5 questions to ask about tablet security
Employees are dying to use them. But are tablets too risky for the enterprise? Experts ponder some of the larger questions about tablet security.
By Joan Goodchild , Senior Editor
June 06, 2011 — CSO —
A poll conducted late in 2010 by ChangeWave Research found the number of organizations giving employees tablets for work would double in the coming twelve months. The research found 14 percent of businesses polled expected to buy tablets for employees in the first quarter of 2011, up from 7 percent of companies who supplied staff with tablets in the last quarter of 2010.
But while most organizations are not rushing to adopt tablets in their IT department, many end-user employees are in a hurry to start using them — on their own — with or without company support.
That has security managers scratching their heads as to whether tablets change their risk profile. The answer will differ from company to company, but here are five questions to ask as you consider your tablet policy.

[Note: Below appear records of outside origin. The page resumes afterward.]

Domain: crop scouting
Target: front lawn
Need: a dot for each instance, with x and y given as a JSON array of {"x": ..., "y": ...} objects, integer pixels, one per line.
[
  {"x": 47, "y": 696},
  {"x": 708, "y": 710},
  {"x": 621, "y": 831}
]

Can we/should we support tablets?
This is a question many organizations have been struggling with for a few years when it comes to the plethora of mobile devices that users want to now bring to work. Tablets up the ante, said Denise Lund, a senior analyst with Yankee Group's Enterprise Research team.
"The most over-arching challenge enterprises have is whether to embrace the consumerization that spills into allowing all of the tablets into an organization."

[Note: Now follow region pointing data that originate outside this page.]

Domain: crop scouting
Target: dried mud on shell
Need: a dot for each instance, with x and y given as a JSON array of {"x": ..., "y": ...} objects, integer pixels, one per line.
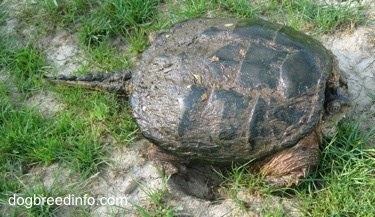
[{"x": 130, "y": 174}]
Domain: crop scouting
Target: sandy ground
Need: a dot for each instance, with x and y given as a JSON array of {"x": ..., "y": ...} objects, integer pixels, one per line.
[{"x": 131, "y": 175}]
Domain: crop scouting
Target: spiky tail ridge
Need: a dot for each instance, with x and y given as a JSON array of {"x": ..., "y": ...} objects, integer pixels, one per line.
[{"x": 117, "y": 82}]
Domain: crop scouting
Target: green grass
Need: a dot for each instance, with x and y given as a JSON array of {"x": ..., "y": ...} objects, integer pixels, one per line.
[{"x": 112, "y": 33}]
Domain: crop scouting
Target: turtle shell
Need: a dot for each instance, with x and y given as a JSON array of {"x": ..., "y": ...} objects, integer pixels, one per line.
[{"x": 230, "y": 90}]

Data compiled by Yankee Group finds about one-fifth of companies still will not tolerate any consumer applications or devices in the organization. But another 17 percent are both allowing and supporting what Lund called "non-harmful consumer applications and devices" and have deployed managed-mobility solutions to do it securely. However, among this set, there's a strong sentiment that security is the top technological obstacle to supporting mobile workers.
"48 percent of enterprises say security is one of the top two obstacles in supporting their mobile workers," she said. "That ranks above expense management; it's almost two-times the percent of people who say expense management is their top obstacle. That's pretty significant, I would say, because we know expense management is a very big priority."
However, the largest percentage of organizations included in the data are allowing consumer devices, but not supporting them, which poses an even bigger risk, said Lund.
"About 60 percent that are somewhere in the middle," she explained. "They don't encourage people to bring their devices or use their own applications at work, but they don't actively monitor it and that's where you expect to get some problems."
What are the risks posed by tablets and other consumer-oriented mobile devices?
Whether you are allowing and supporting consumer devices, like tablets, or allowing them and then burying your head in the sand about how they are being used, there are obviously several risks to consider. But is there anything about tablets that make them any more risky than the average laptop?